G22.2591 - Advanced Natural Language Processing - Spring 2009
Due Wednesday April 1
For the third experiment, we will try to
find paraphrases of relation expressions automatically
from a large corpus. The basic idea, which we will
explore in the papers of Brin and Agichtein,
works as follows:
- start with one pattern, such as ", the capital of"
If you're interested in working on the TAC KBP,
pick one of the KBP relations.
- collect pairs of named arguments (sequences of one
or more capitalized tokens immediately preceding and
following the pattern). You can use the ngram search engine.
- look for other word sequences connecting 2 or more pairs
- judge how many of these are paraphrases
Also it's time to think about a term project
Semi-supervised experiments at name tagging, hyponymy, or
relation extraction are just some of the possibilities.
If you have a clear idea of what you want to do, send me
an abstract by April 1.
One timely possibility is to help us in preparing for a
possible TAC KBP evaluation.
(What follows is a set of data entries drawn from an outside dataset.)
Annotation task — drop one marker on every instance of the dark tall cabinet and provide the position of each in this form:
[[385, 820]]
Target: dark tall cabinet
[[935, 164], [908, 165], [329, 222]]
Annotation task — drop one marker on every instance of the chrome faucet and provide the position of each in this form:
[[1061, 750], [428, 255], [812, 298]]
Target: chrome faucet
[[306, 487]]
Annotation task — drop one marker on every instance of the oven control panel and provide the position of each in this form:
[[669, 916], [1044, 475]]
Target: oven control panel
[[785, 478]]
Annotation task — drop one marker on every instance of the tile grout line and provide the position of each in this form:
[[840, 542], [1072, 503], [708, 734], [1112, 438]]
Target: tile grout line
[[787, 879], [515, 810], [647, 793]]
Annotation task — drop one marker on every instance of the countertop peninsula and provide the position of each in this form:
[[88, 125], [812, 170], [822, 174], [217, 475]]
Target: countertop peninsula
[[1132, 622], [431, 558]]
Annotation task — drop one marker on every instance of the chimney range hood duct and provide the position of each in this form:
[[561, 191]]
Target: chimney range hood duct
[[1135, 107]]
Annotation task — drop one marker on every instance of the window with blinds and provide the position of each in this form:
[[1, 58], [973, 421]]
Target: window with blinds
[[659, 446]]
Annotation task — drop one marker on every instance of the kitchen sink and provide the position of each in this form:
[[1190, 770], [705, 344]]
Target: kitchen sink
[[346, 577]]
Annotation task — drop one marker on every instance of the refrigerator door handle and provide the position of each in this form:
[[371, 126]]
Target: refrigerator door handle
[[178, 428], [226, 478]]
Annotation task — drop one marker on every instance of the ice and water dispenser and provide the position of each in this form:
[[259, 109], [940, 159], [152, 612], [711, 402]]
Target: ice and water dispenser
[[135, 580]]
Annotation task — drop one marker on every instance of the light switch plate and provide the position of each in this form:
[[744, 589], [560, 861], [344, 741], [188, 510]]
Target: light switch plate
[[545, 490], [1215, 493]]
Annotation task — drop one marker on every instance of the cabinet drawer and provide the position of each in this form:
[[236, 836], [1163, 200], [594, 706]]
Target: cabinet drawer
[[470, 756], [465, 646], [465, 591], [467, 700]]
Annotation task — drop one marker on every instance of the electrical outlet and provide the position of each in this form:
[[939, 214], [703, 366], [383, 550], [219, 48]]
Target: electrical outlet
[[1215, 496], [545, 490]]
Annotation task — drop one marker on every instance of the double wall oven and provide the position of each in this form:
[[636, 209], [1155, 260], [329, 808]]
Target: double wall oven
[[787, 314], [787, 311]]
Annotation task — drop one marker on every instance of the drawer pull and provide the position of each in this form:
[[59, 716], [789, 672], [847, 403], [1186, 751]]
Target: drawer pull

If several students opt for
this, we would do it collaboratively, comparing notes each
KBP involves both slot-filling (relation finding) and linking
tasks; we will focus on the slot-filling, since it matches
what we are currently covering in the course. The first
step is to study an individual relation (attribuite) and get a better
appreciation of the problem. You may want to study the
relation you are working on for Assignment #3.
Things we need to understand include
To answer some of these questions, you will need to collect a fair
number of examples of the relation.
- will we need lots of patterns for good coverage?
- what type is the slot value? (is it a type currently
recognized by a name tagger?)
- how tightly do we need to constrain the slot value
- do we require anaphora resolution to get good coverage?
- how can we estimate system recall?
If you are taking this path, please send a progress report with
answers to (some of) these questions by April 1.